New Delhi: The Union cabinet has approved a proposal to integrate skill development norms among 21 ministries and departments in order to streamline the government’s Skill India Mission and reap a better demographic dividend, finance minister Arun Jaitley said on Thursday.
The cabinet has also approved a new skill development and entrepreneurship policy and approved establishing a National Skill Development Mission to improve the efficiency of human resources in the country. Skill development is thought to be an important ingredient of Prime Minister Narendra Modi’s “Make in India” initiative.
As part of the common norms, more than 70 skill development programmes of all the central ministries will have uniform norms, ranging from course duration and quality check to the cost of courses and eligibility of candidates.
Currently, training courses offered by ministries range from 80 to 675 hours. As per the new norms, a minimum of 200 hours of training is required for fresh skilling courses and 80 hours for re-skilling courses, skills secretary Sunil Arora said.
Sanjiv Duggal, chief executive of Centum Learning Ltd, a skill training and enterprise solutions company, said that rationalization of norms will lead to a better outcome.
“It shall also become easier for implementing agencies to do the job as rules and outcome targets will be homogenous,” said Duggal.
“This multiplicity of norms and parameters has created a diffusive effect of SDPs (skill development programs), which need to be streamlined in order to achieve the final outcomes envisaged. Common norms seek to rationalise the whole spectrum of skill development processes and systems including inputs, outputs, funding/cost norms, third party certification and assessment, monitoring/tracking mechanisms, and empanelment of training providers,” said a cabinet statement.
Arora told reporters that his ministry, however, is open to allowing some flexibility if a ministry seeks a relaxation in the norms. The recommendation for common norms was initially made by a committee of secretaries and later fine-tuned by the skills ministry.
Tahsin Zahid, chairman of the skills committee at industry lobby group PHD Chamber of Commerce and Industry said that the government needs to review the skill development policy every year. He said common norms are required by all three stakeholders—job-seekers, employers and training partners.
“The confusion will go. The government now need to ensure that the monitoring happens well so that there is no misuse of taxpayers’ money,” Zahid said, adding that states may soon find it worthwhile to follow the model as well.
As part of the new skills policy and new skills mission, the government will set up a skill council headed by Modi to give policy direction.
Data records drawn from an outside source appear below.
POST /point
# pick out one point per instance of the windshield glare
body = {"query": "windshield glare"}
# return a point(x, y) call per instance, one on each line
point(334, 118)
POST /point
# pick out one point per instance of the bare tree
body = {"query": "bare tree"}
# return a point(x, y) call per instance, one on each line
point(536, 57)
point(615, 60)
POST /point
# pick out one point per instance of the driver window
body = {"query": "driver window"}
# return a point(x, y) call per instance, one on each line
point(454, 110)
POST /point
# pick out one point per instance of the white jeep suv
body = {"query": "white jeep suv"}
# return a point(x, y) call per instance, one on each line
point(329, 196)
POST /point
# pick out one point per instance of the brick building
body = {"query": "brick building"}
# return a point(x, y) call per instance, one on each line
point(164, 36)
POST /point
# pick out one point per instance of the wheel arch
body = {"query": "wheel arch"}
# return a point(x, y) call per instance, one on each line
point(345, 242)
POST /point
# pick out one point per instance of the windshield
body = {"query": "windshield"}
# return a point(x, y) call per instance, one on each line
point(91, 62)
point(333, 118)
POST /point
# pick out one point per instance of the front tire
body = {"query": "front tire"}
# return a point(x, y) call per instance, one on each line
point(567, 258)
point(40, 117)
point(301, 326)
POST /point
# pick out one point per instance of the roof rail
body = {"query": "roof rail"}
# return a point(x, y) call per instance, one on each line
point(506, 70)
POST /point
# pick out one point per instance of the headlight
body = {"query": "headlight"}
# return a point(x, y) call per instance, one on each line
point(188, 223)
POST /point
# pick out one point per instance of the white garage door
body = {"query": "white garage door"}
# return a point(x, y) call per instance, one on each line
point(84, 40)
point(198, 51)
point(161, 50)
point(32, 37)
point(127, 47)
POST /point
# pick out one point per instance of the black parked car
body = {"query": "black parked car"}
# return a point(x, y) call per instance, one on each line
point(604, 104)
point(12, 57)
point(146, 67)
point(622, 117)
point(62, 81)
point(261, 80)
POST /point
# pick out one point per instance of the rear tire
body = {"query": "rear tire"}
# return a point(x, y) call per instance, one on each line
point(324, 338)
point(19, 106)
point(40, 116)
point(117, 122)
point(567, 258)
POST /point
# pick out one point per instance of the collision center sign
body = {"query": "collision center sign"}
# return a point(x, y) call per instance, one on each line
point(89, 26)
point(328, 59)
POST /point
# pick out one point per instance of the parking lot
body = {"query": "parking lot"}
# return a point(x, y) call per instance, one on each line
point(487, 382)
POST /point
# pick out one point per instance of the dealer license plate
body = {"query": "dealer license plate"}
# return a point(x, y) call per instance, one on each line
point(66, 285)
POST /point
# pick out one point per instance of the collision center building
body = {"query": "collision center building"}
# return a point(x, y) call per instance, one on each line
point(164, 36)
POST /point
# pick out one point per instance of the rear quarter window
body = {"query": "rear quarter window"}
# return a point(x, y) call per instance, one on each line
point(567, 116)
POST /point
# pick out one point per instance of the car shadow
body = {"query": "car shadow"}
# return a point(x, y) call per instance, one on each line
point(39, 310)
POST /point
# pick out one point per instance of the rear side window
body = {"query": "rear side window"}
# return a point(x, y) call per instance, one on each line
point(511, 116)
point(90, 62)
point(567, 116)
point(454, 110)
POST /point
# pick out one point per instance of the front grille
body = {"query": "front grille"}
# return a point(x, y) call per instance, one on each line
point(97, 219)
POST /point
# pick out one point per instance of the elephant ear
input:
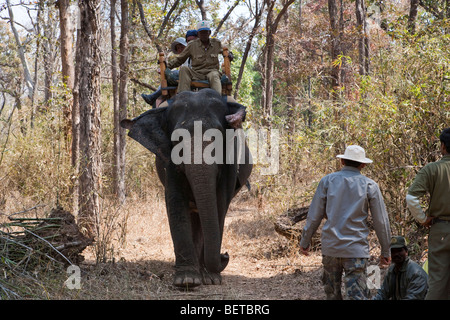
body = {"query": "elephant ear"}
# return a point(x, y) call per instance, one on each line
point(147, 129)
point(236, 115)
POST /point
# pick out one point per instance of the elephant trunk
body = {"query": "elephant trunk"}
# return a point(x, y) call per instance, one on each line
point(203, 184)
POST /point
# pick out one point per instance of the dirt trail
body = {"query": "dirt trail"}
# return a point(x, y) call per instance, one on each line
point(263, 264)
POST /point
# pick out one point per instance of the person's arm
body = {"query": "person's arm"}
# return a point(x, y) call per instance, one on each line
point(383, 293)
point(380, 220)
point(316, 212)
point(417, 286)
point(418, 188)
point(415, 208)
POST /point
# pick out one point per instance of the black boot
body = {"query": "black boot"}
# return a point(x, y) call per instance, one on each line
point(151, 98)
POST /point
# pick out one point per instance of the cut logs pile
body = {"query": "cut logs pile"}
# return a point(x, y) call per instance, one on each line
point(27, 242)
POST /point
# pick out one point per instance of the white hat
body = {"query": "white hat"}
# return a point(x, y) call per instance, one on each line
point(204, 25)
point(181, 41)
point(355, 153)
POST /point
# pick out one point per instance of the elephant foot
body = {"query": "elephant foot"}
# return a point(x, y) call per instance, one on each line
point(187, 279)
point(209, 278)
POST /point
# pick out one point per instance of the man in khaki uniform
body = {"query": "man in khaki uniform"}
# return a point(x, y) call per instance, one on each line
point(204, 53)
point(434, 179)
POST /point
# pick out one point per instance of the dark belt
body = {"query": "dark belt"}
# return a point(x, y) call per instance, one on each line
point(437, 220)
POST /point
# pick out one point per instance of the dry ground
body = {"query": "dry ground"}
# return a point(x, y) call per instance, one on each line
point(263, 264)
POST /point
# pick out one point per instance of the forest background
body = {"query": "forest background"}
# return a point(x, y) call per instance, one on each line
point(326, 74)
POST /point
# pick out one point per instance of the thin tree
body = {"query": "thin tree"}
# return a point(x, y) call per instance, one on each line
point(120, 110)
point(67, 66)
point(257, 13)
point(363, 38)
point(21, 50)
point(89, 104)
point(271, 29)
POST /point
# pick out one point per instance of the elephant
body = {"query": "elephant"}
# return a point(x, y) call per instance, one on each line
point(197, 193)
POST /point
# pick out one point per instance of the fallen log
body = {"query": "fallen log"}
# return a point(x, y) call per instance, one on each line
point(286, 222)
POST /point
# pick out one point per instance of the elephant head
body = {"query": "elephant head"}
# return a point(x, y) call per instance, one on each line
point(210, 186)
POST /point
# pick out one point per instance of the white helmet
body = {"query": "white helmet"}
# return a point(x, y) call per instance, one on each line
point(181, 41)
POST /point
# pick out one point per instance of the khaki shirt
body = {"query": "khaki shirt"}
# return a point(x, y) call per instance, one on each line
point(434, 179)
point(203, 59)
point(344, 199)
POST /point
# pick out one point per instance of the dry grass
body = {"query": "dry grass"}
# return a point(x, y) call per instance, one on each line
point(263, 264)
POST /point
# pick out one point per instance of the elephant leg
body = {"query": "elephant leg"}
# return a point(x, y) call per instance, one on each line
point(208, 278)
point(186, 261)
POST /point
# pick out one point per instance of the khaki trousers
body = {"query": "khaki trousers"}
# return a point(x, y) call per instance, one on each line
point(439, 262)
point(187, 75)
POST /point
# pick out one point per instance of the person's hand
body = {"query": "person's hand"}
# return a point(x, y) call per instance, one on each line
point(384, 262)
point(427, 222)
point(304, 251)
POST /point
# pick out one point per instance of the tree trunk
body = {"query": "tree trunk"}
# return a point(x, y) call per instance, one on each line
point(258, 14)
point(67, 66)
point(271, 27)
point(120, 111)
point(90, 129)
point(20, 48)
point(363, 40)
point(414, 4)
point(335, 43)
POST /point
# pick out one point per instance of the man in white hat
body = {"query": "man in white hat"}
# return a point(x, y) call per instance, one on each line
point(204, 53)
point(344, 199)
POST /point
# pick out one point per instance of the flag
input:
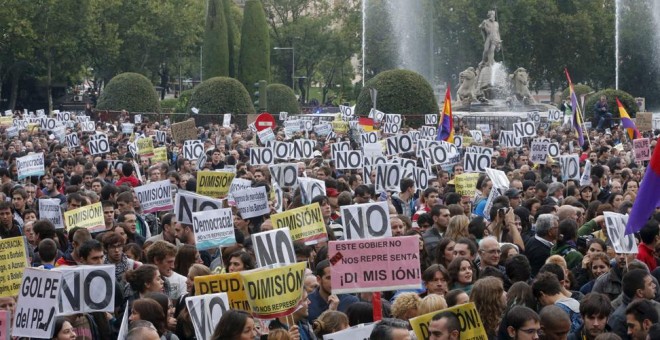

There will be another committee headed by the skills secretary to oversee implementation.
Additionally, the new skill policy will focus on bringing more private participation and public-private partnerships in skill development initiatives and put in place an institutional mechanism to achieve this goal, Arora added. He said car maker Maruti Suzuki India Ltd and the Tata group are among businesses that are already helping with the skilling process.
Jaitley said industrial areas will see skill clusters that will make up for the shortage in skilled labour faced by the industry. India aims to train 420 million more people by 2022, Arora added.
The secretary said the government will set up a skills research institute under the National Skill Development Agency, the policy advising arm of the ministry, to conduct research in this field. The skills ministry will draft in the services of top institutions, such as Indian Institute of Management Ahmedabad, the Indian Institutes of Technology (IIT) in Mumbai and Chennai, Aligarh Muslim University and Banaras Hindu University, to help with research and promote entrepreneurship.
The vision of the new skill policy is “to create an ecosystem of empowerment by skilling on a large scale at speed with high standards and to promote a culture of innovation based entrepreneurship which can generate wealth and employment so as to ensure sustainable livelihoods for all citizens in the country”, a cabinet statement said.
It said the new policy, coming after a gap of six years, will address key obstacles to skilling, including low aspirational value, lack of integration with formal education, a lack of focus on outcomes, and low-quality training, infrastructure and trainers.
“Further, the Policy seeks to align supply and demand for skills by bridging existing skill gaps, promoting industry engagement, operationalizing a quality assurance framework, leverage technology and promoting greater opportunities for apprenticeship training,” the statement added.